For any given game, I could simulate a reasonable session and plot the ups and downs. In a simple version, it would entail 100 hands of blackjack. Let’s be real, if you’re betting $5 a hand, you’re not going to be up $500 after 100 hands. What about $100 though? Even that would be unlikely, but not impossible.

I haven’t actually run the simulation, so I can’t give you an exact number. But in reviewing the results, I would be able to say there is a certain probability you will get to X profit, and this might be a reasonable goal at which to press your luck would likely be foolish.

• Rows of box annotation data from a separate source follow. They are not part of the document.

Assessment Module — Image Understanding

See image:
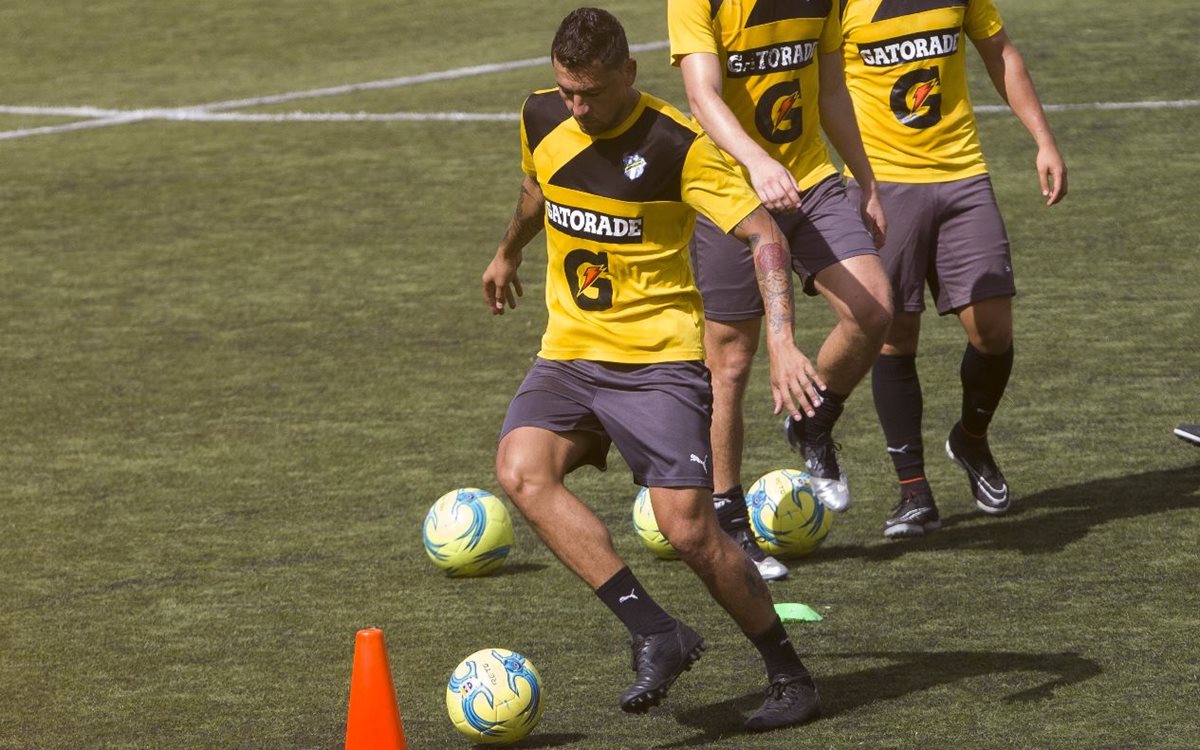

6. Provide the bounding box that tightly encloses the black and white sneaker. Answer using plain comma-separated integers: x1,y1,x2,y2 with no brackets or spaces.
745,672,821,732
620,620,706,714
883,487,942,539
1175,425,1200,445
946,424,1012,516
730,529,787,581
784,414,851,514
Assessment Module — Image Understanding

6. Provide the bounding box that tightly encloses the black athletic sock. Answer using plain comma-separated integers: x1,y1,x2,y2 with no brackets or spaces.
804,391,850,438
713,485,750,534
750,616,808,680
959,343,1013,438
871,354,925,482
596,566,674,636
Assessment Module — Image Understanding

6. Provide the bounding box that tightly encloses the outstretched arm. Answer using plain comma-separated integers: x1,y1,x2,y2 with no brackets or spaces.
730,206,824,419
679,52,800,211
484,174,546,316
817,50,888,248
974,30,1067,205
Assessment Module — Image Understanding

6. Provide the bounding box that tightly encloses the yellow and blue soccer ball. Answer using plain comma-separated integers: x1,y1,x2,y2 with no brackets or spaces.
634,487,679,560
746,469,833,558
446,648,541,745
421,487,512,577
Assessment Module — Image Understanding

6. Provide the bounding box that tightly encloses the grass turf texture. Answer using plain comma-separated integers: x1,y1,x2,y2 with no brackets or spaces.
0,0,1200,749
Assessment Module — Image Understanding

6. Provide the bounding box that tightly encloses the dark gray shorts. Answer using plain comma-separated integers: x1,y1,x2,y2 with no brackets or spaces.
691,175,875,320
500,359,713,490
846,174,1016,316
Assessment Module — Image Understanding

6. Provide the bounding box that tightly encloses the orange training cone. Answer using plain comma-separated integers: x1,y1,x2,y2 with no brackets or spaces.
346,628,408,750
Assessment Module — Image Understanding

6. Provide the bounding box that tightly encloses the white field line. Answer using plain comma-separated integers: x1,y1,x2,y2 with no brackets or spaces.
0,41,1200,140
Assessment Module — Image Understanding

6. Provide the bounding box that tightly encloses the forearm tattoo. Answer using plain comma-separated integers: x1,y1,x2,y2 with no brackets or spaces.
504,182,546,250
750,234,793,332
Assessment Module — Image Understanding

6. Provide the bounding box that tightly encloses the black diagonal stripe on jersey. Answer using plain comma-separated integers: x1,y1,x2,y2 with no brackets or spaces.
746,0,833,29
521,89,571,154
550,107,697,203
871,0,967,23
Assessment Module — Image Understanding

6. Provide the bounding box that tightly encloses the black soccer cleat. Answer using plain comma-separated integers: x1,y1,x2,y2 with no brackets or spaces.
620,620,706,714
784,415,851,514
946,424,1012,516
745,672,821,732
730,528,787,581
883,486,942,539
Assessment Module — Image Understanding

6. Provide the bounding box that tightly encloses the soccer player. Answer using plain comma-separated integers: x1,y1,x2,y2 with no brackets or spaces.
841,0,1067,538
667,0,892,578
482,8,820,730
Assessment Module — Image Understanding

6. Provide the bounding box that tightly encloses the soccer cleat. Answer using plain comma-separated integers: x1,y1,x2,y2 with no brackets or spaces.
1175,425,1200,445
883,487,942,539
730,529,787,581
745,672,821,732
946,425,1012,516
784,415,851,514
620,620,704,714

Now, past experience does not affect future results. We’ve all heard that expression, and where gambling is concerned it is most certainly true. But, it would also be foolish to ignore the feeling of walking away a winner. We’ve all been in the situation where we were up a certain amount and pressed a little further, only to lose our winnings and some or all of our bankroll. It is not a good feeling.

If you take gambling as a form of entertainment, usually it is more enjoyable when you walk away a winner. Sometimes, you have fun while losing, too, and that is simply the price of the entertainment. But, I’ve rarely found anyone who had no fun while winning.

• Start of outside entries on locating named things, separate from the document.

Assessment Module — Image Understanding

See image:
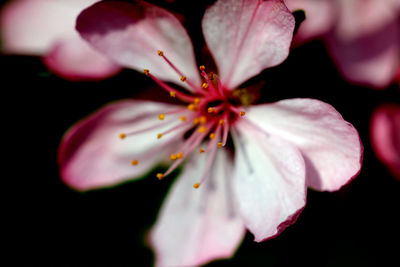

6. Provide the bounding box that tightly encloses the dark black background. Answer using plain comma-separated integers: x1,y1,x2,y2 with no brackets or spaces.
0,1,400,267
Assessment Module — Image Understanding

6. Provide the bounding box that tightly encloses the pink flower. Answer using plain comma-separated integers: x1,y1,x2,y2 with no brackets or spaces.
285,0,400,89
58,0,362,266
370,104,400,179
0,0,121,80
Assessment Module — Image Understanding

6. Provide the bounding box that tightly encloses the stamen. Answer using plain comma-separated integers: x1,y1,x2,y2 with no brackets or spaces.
157,50,199,91
144,69,194,102
198,126,207,133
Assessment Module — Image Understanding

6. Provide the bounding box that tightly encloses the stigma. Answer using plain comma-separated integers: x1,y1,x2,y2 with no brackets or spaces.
119,50,246,189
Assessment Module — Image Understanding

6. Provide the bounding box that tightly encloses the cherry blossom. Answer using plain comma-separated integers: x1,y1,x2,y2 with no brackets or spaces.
58,0,363,266
370,104,400,179
0,0,121,80
285,0,400,89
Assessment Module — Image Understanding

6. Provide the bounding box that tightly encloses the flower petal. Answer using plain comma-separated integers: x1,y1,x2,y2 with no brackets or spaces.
150,150,245,266
43,38,121,81
233,122,307,242
246,99,363,191
202,0,295,89
370,104,400,179
76,2,201,89
285,0,338,43
58,100,184,191
1,0,96,56
1,0,120,80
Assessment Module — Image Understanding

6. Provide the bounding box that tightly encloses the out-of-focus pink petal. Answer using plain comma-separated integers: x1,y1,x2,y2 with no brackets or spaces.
76,1,201,89
43,38,121,80
370,104,400,179
150,150,245,266
285,0,338,43
202,0,294,89
326,1,400,89
233,122,306,242
246,99,363,191
0,0,97,56
58,101,181,191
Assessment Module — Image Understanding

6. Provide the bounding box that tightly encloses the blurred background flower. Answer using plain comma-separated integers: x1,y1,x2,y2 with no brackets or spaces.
0,0,400,266
0,0,121,80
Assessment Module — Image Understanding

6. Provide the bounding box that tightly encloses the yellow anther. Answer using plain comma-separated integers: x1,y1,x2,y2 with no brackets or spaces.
199,116,207,124
199,126,207,133
188,104,196,110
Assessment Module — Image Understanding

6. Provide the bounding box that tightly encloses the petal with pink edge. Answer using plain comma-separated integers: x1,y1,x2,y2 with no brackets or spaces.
370,104,400,179
76,1,201,89
232,122,307,242
150,150,245,266
43,38,121,81
202,0,295,89
246,98,363,191
0,0,96,56
58,100,186,191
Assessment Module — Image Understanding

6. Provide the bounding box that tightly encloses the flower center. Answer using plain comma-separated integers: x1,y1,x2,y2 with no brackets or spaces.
120,50,245,188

There is one other point I’d like to bring up about when to call it quits. I sort of hit this one today while playing video poker. I had been playing for about an hour and half to two hours. It wasn’t going so well. It was a slow and steady decline of my bankroll.

Then I hit Four Aces and I had my bankroll back plus a little extra. I was about ready to leave, but I decided to play for a few more minutes to the nearest round dollar amount and minimum coin in. It was amazing how after nearly two hours of playing a slow and steady decline, the game decided to go flatline. I neither hit my upper or lower goal and it was not a wide range.

After about 20 minutes of this, I hit Four Aces again, this time with a kicker, but of course with only one unit in. A nice windfall again. Again, I played the little game with my bankroll within a more narrow range. Again, this went on for another 15 minutes.

At this point, I began to realize I was mentally fatigued and making mistakes. Nothing major, but I’d miss having a Low Pair and would instead hold Two High Cards. In one case, I accidentally held one High Card instead of two. I probably made 3 or 4 mistakes over 100 hands or so. For me, that is a lot. That’s when I realized my little game with my bankroll wasn’t worth it. It was time to go.

So, when you are mentally tired, it is time to call it quits no matter where you are in your bankroll. Winning when playing perfectly can be hard enough. Start making mistakes 2-3% of the hands and the probability can plummet. As far as I know, I didn’t do anything totally egregious, but I’m sure I potentially cost myself some units. If I had kept going, it could’ve cost me even more.